Hwy. 1 repaving test is deemed a success

Cyclists say new surface is better but still have some concerns

The CambrianOctober 9, 2013 

Large-sized paving aggregate that has been used on a stretch of Highway 1 north of Cambria.

JOE JOHNSTON — jjohnston@thetribunenews.com Buy Photo

A repaving test on a short stretch of northbound Highway 1 — just north of the intersection with Moonstone Beach Drive — has been deemed a success and is a harbinger of things to come on about 25 miles of the scenic highway from Cambria to the Monterey County line, according to Tim Gubbins, director of Caltrans District 5.

A complete resurfacing of the highway’s especially rough surface is to “begin in the next few weeks and take a few weeks to complete, weather permitting,” according to the agency’s news release Tuesday, Oct. 8.

CalPortland of Santa Maria applied the sand-seal test Monday to about 100 yards of the previously bumpy surface, which had been chip-sealed last year with larger-than-usual aggregate rocks, producing a rough ride for cyclists and bombardment with loose rocks for all traffic.

The firm also is to do the complete $1.5 million Caltrans resurfacing project.

People are to be notified regularly about the progress of the project on the federally designated All-American Road, especially if lane closures are needed.

Members of Cambria’s Slabtown Rollers Cycling Club took a spin on the newly redone surface Tuesday.

Tom Parsons said he and Bill Cook had just ridden across the area, and Parsons deemed it “much better than the area not treated.”

However, Cook still had some reservations after riding with Parsons and walking the area later in the day.

“I’m unsure what to think.

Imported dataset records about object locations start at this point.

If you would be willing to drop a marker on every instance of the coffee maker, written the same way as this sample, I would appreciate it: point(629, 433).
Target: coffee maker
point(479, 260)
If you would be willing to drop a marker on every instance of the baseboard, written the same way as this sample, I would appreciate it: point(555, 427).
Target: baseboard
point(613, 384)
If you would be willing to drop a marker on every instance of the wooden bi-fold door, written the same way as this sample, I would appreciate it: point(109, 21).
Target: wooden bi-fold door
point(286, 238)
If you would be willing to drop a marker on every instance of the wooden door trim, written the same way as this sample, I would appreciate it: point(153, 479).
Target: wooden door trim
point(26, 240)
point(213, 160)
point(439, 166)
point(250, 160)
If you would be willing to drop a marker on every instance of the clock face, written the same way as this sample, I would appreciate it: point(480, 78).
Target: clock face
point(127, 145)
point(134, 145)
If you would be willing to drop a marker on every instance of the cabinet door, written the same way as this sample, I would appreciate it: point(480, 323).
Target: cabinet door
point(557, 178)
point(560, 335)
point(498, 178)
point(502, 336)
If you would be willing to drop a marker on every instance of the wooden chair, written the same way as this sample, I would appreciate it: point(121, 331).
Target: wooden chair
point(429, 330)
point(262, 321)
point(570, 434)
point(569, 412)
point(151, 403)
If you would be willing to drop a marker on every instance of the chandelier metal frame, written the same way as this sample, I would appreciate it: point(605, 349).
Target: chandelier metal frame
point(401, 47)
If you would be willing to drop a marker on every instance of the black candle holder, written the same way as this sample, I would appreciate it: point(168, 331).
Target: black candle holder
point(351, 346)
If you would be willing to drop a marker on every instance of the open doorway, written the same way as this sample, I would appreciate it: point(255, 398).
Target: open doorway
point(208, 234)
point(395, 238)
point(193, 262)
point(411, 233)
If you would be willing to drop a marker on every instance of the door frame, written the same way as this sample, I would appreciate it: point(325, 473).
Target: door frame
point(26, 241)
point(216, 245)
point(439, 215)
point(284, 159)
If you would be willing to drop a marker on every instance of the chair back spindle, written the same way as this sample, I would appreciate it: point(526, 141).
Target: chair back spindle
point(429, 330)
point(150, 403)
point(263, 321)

It doesn’t seem as smooth as test sections on Highway 198” in July.

He was interested in what a Plan B might be.

Jim Rogers said, “I noticed a difference, particularly when I rolled off the test section and onto the old chip seal. However, I don’t believe the job filled in around the rocks as well as I expected.”

Rogers wondered how much of the sand was going to stay put.

“There is still a great deal of loose, dry sand on the shoulder, and that definitely cushions the ride. Once the sand is gone, what will be left? We should ask to have the sand swept clear” so riders can “properly test” the new surface.

Tom Kennedy, who has ridden that stretch twice a week for more than eight years, said the sand sealing “is an improvement, no bones about it.” But “it’s definitely not as nice as it was before the chip seal. Large rocks still protrude above the surface, and no amount of bicycle traffic will smooth them out.” He suggested that, “a small amount of additional sand and asphalt emulsion would do the trick. Just 3⁄32 of an inch more would take the bumpiness out.”

Sand sealing, a sprayed application of asphalt emulsion followed by a covering of clean sand or fine aggregate, got the thumbs-up from Caltrans, UC Davis pavement researchers and cyclists who took a test ride in July on variously treated segments of Highway 198.